Auriga mengikuti arah pandang gue dan menyembulkan kepalanya di atas meja. Untungnya, di posisi ini gue masih bisa denger apa yang mereka obrolin.

"Bukannya nguping itu nggak boleh ya?" gue menoleh cepat ke Auriga, "Emang kita lagi dengerin obrolan siapa sih?"

Sialan lo, Ga!

Gue merapatkan bibir dan mengepalkan kedua tangan untuk bersiap meninju wajah gantengnya Auriga. Huh, tapi gue masih inget tempat. Gue membuang napas kesal lalu menonyor kepala Auriga sampai terbentuk meja.

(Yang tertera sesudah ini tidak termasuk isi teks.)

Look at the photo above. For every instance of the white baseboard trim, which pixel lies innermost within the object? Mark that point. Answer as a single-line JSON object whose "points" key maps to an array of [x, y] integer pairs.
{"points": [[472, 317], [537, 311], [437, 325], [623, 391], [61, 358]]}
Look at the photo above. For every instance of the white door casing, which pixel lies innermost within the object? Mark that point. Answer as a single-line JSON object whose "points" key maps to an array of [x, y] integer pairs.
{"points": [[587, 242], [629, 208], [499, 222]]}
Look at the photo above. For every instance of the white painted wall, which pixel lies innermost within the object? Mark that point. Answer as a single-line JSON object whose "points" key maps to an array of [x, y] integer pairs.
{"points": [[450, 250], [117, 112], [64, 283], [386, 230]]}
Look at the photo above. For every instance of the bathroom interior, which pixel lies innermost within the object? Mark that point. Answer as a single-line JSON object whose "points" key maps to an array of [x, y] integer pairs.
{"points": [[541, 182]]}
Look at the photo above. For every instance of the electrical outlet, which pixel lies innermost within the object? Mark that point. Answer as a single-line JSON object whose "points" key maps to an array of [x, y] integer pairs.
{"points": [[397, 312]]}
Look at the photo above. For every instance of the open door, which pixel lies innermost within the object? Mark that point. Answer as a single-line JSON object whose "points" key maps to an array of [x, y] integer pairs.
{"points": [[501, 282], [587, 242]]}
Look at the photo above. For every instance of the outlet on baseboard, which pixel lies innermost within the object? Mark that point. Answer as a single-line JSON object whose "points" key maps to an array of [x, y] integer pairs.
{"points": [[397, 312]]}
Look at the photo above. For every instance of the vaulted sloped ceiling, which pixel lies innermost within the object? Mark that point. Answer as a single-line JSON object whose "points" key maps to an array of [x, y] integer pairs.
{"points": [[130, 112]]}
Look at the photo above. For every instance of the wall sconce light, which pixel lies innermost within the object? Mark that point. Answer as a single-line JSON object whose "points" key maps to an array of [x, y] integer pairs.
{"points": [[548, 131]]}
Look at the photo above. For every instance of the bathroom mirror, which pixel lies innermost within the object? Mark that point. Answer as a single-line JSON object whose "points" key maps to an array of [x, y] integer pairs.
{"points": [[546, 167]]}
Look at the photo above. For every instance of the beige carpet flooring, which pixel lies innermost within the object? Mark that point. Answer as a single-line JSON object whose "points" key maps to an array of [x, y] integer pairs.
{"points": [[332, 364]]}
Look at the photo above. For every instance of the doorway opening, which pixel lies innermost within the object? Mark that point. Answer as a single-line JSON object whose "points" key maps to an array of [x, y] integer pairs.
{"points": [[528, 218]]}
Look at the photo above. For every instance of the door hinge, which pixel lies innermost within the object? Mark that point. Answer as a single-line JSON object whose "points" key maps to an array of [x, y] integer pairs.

"Gila lo?!" pekiknya sambil mengusap kepalanya.

"Noh, liat!" gue membalikkan kepala Auriga untuk melihat Mikko dan Riyan yang masih sibuk ngobrol.

Auriga terdiam. Wajahnya berubah datar. Dan tatapannya penuh kebencian. Gue hanya mampu menelan ludah saat melihat Auriga dengan wajah seremnya. Bener-bener serem.

"Kalo mereka yang ngobrol, gue rela dengerin sampe mulutnya berbusa."